Furthermore, the Green Revolution has already run its course in much of Asia. Wheat and rice yields in the major growing areas of Asia have been stagnant or declining for the past decade, while population continues to increase.
The key lessons learned from the Green Revolution are:
(i) It has benefited farmers in irrigated areas much more than farmers in rain-fed areas thus worsening the income disparity between the two groups,
(ii) It overlooked the rights of women to also benefit from the technological advances, and
(iii) It promoted an excessive of use of pesticides that are harmful to the environment.
As countries became self sufficient in food, government investments declined in the agricultural sector and in science and technology across the region. This reflects a worldwide trend toward declining public investments in the rural sector and in agricultural research and development (R&D), nationally and internationally.
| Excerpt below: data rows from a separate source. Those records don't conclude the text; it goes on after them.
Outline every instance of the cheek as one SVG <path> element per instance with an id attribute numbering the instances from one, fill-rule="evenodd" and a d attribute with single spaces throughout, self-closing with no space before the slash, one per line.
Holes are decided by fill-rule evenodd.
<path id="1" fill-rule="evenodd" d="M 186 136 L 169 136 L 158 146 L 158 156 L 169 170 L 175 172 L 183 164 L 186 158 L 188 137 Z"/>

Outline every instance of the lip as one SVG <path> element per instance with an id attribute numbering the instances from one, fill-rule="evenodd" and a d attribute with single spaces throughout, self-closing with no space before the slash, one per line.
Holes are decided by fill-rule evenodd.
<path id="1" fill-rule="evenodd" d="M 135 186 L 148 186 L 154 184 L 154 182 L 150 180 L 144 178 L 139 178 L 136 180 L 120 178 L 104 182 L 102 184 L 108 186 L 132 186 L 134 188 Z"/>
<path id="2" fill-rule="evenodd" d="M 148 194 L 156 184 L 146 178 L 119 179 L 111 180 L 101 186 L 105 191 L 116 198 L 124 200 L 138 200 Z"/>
In Asia, private sector investments in the rural sector and related R^D have concentrated on export commodities.
The downward trends in public investments by governments and development agencies in smallholder agriculture over the past decade have not been matched by a concomitant rise in private investments. Similarly, there is little (and few incentives for) private R&D on the food crops, livestock, fisheries, and aquaculture systems important for food security and poverty reduction in rural Asia.